EXAMEN EN COMMISSION

Réunie le jeudi 8 novembre 2018, sous la présidence de M. Vincent Éblé, président, la commission a procédé à l'examen du rapport de M. Marc Laménie, rapporteur spécial, sur la mission « Anciens combattants, mémoire et liens avec la Nation ».

M. Marc Laménie , rapporteur spécial . - La mission « Anciens combattants, mémoire et liens avec la Nation » n'offre guère de motifs de satisfaction.

Elle regroupe trois programmes aux enjeux financiers très inégaux : le programme 167 est consacré au financement de la journée défense et citoyenneté, la JDC, et à celui des actions de mémoire pour 33,8 millions d'euros ; le programme 158 finance à hauteur de 106 millions d'euros différentes indemnités accordées aux victimes d'actes de barbarie et de persécution commis pendant l'Occupation ; enfin, le programme 169 regroupe la majeure partie des crédits - 2,1 milliards d'euros - destinés à financer les témoignages de reconnaissance de la Nation envers ses anciens combattants.

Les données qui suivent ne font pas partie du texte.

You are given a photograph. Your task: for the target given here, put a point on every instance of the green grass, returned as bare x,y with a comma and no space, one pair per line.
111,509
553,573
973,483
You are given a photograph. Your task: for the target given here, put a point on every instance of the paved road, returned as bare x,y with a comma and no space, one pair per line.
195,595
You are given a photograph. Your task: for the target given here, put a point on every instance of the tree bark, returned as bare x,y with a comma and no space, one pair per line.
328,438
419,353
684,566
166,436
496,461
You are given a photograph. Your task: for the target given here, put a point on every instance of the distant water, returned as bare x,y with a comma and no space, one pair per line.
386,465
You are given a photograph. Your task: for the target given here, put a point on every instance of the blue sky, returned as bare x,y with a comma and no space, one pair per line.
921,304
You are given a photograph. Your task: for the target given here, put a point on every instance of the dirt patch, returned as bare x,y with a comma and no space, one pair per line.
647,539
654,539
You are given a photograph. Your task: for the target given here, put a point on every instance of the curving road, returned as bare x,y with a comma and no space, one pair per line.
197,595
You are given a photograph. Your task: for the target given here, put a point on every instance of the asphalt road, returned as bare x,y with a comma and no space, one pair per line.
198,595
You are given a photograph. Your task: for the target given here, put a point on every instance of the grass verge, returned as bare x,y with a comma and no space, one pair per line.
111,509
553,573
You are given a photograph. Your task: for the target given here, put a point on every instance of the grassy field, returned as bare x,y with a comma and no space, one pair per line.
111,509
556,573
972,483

Cette mission compte deux grands opérateurs de l'État : l'Office national des anciens combattants et victimes de guerre, ONAC-VG, et l'Institution nationale des Invalides, INI.

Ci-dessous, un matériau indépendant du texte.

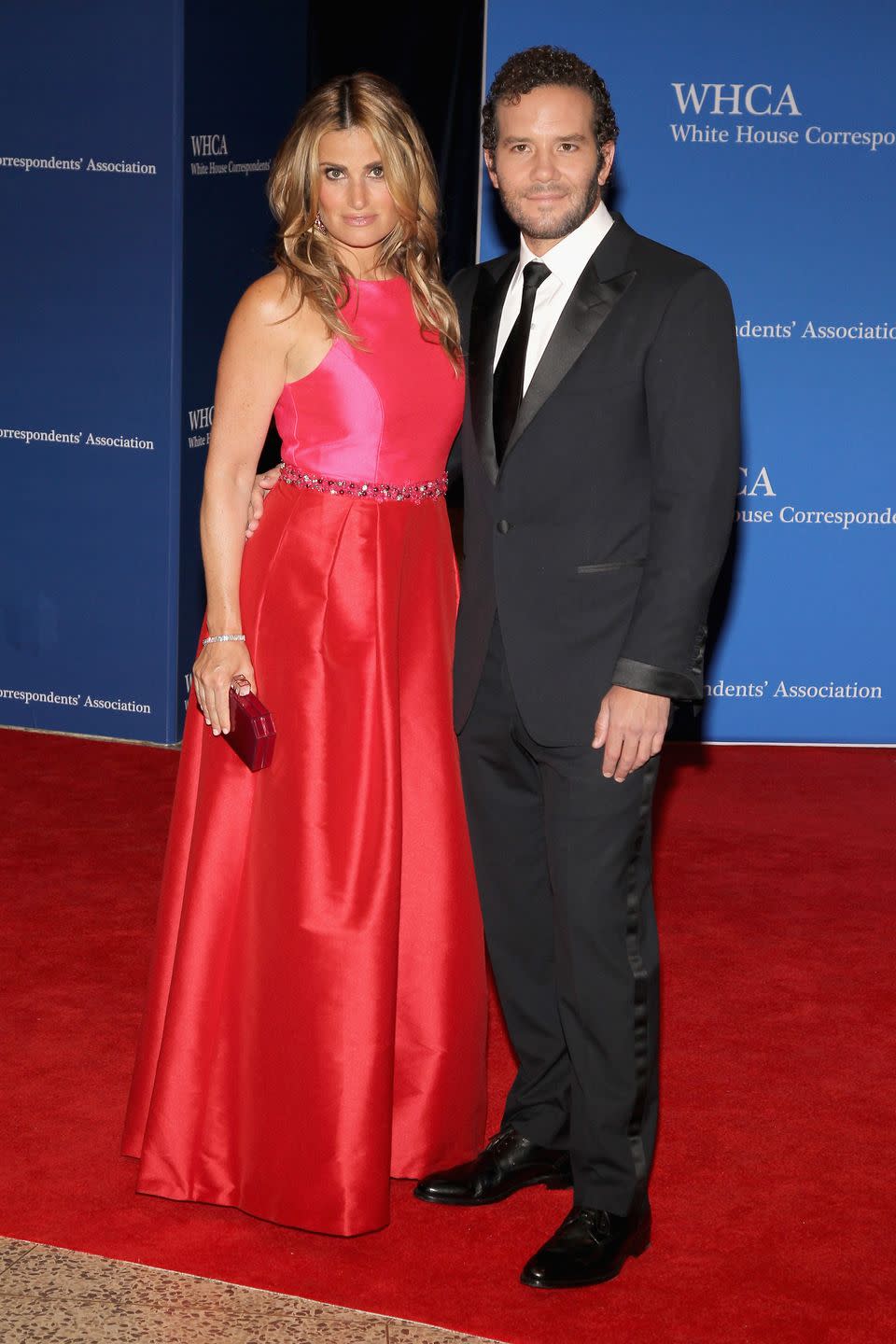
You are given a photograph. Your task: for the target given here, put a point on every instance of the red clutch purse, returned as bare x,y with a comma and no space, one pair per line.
251,730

Elle se caractérise par une forte baisse des crédits avec plus de 150 millions d'euros d'économies.

En ce qui concerne le programme 167, je relève que le bilan de la JDC peut faire l'objet d'appréciations contrastées. D'un côté, les jeunes expriment une certaine satisfaction, et, au-delà, on peut évidemment considérer qu'elle a le mérite d'assurer un lien entre les armées et la population française. De l'autre, son coût n'étant pas négligeable, de l'ordre de 150 millions d'euros, on peut se demander quelle est sa valeur ajoutée. Au demeurant, la perspective d'un service universel obligatoire a été confirmée, après quelques hésitations, ce qui équivaut à une sorte de réponse. Par ailleurs, il est regrettable que la JDC, qui est une obligation, soit encore insuffisamment respectée et que l'identification des jeunes décrocheurs à ce moment-là, opportunité rare, reste trop souvent sans prolongement.

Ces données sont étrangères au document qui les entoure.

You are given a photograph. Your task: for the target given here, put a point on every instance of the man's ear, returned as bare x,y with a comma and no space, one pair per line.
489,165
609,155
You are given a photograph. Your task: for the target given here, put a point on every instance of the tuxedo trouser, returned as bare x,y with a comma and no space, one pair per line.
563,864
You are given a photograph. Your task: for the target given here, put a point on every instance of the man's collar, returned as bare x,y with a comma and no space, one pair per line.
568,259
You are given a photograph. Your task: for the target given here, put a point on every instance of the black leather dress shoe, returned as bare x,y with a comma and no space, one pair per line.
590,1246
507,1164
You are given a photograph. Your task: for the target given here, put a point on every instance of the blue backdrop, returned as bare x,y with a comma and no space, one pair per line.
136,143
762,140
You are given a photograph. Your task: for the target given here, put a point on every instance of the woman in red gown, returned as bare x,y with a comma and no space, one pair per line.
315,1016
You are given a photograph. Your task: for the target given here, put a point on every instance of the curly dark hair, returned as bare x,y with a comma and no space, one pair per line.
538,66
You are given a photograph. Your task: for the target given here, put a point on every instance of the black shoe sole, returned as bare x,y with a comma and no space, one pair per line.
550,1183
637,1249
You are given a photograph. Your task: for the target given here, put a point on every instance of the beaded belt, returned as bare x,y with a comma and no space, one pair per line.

En ce qui concerne la politique de la mémoire, la réduction des crédits est excessive. Certes, nous sommes sur le point d'achever la plus grande partie des commémorations de la Grande Guerre, ce qui justifie des économies, mais nous sommes bien au-delà de cela, d'autant que la mission reprend l'organisation du défilé du 14 juillet auparavant à la charge du ministère de la culture.

Deux motifs de satisfaction. Jusqu'à présent, le souvenir du centenaire s'est globalement bien déroulé grâce à un choix d'éviter le spectaculaire pour des manifestations dignes et participatives. Ensuite, le monument aux soldats morts en OPEX devrait enfin voir le jour après des péripéties invraisemblables... Il ne restera cependant plus grand-chose pour les autres manifestations et pour le nécessaire programme de rénovation des sépultures. Il faudra donc compter sur le dévouement des bénévoles, anciens combattants et autres.

Or le moins que l'on puisse en dire est que le budget pour 2019 ne témoigne pas aux anciens combattants la reconnaissance qui leur est due.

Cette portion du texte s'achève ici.